Hält man sich vor Augen, das nur 3% der Ackerfläche weltweit mit Baumwolle bepflanzt sind, allerdings 18% der Herbizide, Insektizide und Fungizide (ohne Entlaubungsmittel oder Kunstdünger) dort eingesetzt werden, wird einem das Ausmaß bewusst. Tausende schwer kranke oder sogar tote Menschen in den Ländern der 3. Welt sind die Folge. Ackerböden und Natur werden langfristig massiv belastet. Die verseuchte Baumwollregion rund um den Aralsee ist als Beispiel aus dem Fernsehen bekannt.

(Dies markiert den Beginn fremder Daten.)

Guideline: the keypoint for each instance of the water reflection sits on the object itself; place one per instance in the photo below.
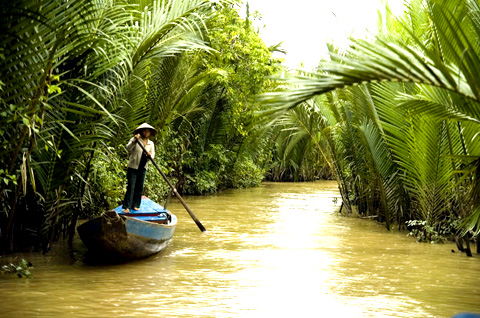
(274, 251)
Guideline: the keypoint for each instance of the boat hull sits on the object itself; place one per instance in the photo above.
(121, 237)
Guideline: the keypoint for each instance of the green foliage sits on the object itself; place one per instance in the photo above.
(400, 124)
(431, 234)
(21, 270)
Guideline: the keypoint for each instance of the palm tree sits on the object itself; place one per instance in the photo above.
(417, 134)
(69, 68)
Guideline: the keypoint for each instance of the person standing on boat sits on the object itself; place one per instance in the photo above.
(137, 166)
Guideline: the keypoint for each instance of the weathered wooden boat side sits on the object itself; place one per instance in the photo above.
(129, 236)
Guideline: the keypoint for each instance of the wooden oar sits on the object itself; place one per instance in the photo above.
(200, 226)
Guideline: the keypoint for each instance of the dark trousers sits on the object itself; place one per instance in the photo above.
(135, 181)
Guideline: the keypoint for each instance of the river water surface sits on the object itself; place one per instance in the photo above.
(279, 250)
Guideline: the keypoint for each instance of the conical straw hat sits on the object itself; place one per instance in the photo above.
(144, 126)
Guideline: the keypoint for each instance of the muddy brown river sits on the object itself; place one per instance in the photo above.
(279, 250)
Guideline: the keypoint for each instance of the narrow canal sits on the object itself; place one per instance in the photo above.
(279, 250)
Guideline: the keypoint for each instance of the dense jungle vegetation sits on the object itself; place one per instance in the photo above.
(394, 119)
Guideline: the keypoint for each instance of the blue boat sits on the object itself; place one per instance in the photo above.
(133, 235)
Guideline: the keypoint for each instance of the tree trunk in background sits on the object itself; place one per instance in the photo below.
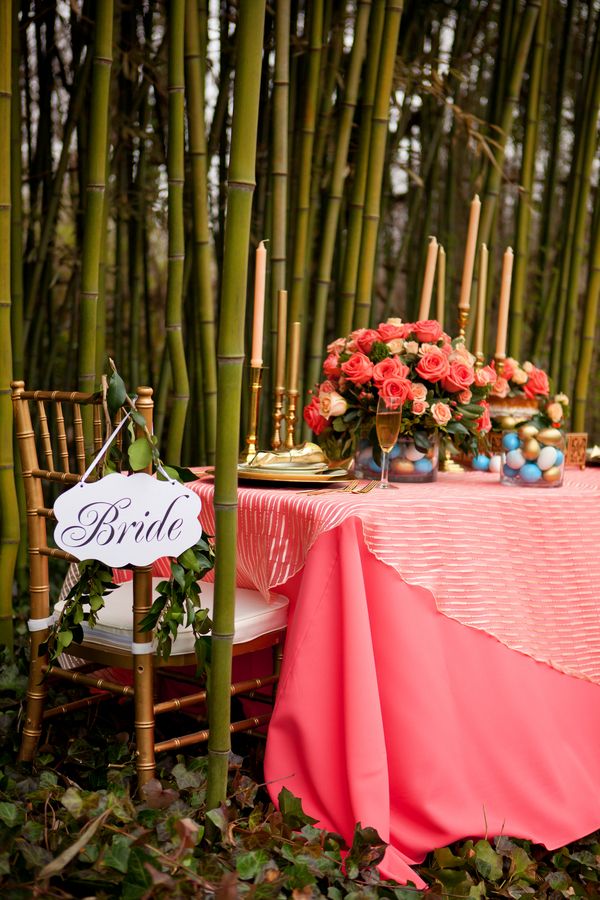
(241, 182)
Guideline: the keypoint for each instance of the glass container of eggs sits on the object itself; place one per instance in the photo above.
(408, 462)
(533, 457)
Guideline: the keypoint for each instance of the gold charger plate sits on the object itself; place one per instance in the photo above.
(291, 477)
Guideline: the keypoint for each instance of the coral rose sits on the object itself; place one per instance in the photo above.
(485, 375)
(396, 389)
(388, 368)
(441, 413)
(358, 368)
(331, 366)
(331, 404)
(459, 377)
(433, 366)
(428, 330)
(313, 417)
(537, 384)
(419, 407)
(364, 338)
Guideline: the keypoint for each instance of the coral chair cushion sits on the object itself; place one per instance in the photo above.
(254, 617)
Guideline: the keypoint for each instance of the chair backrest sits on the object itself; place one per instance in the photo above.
(51, 440)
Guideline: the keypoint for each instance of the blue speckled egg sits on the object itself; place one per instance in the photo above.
(423, 465)
(510, 441)
(530, 473)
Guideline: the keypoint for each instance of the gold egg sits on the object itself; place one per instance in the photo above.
(550, 436)
(527, 431)
(552, 475)
(531, 449)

Die einzige Lösung des Problems stellt Baumwolle aus kontrolliert biologischem Anbau (kbA) dar, die auch für die Herstellung von Naturstoffen und Naturtextilien genutzt wird. Sowohl die Pflanzung, als auch die Ernte wird von strengen internationalen Vorgaben bestimmt. Unabhängige Organisationen wie SKAL, IFOAM oder OCIA wachen ständig über deren Einhaltung. Zum Beispiel wird eine Umstellzeit von 5 Jahren mit wechselnden Kulturen verlangt, wenn eine Ackerfläche als geeignet für den Anbau von kbA-Baumwolle erklärt werden soll. Der ganze Produktionsvorgang wird lückenlos überwacht. Natürlich ist der Einsatz von Chemikalien nicht gestattet. Auch der Handel zwischen Baumwollbauern und der verarbeitenden Industrie wird durch Vorschriften geregelt, um den Arbeitern einen sozialen Mindeststandart zu sichern. Der Einsatz von Kinderarbeit ist nicht gestattet.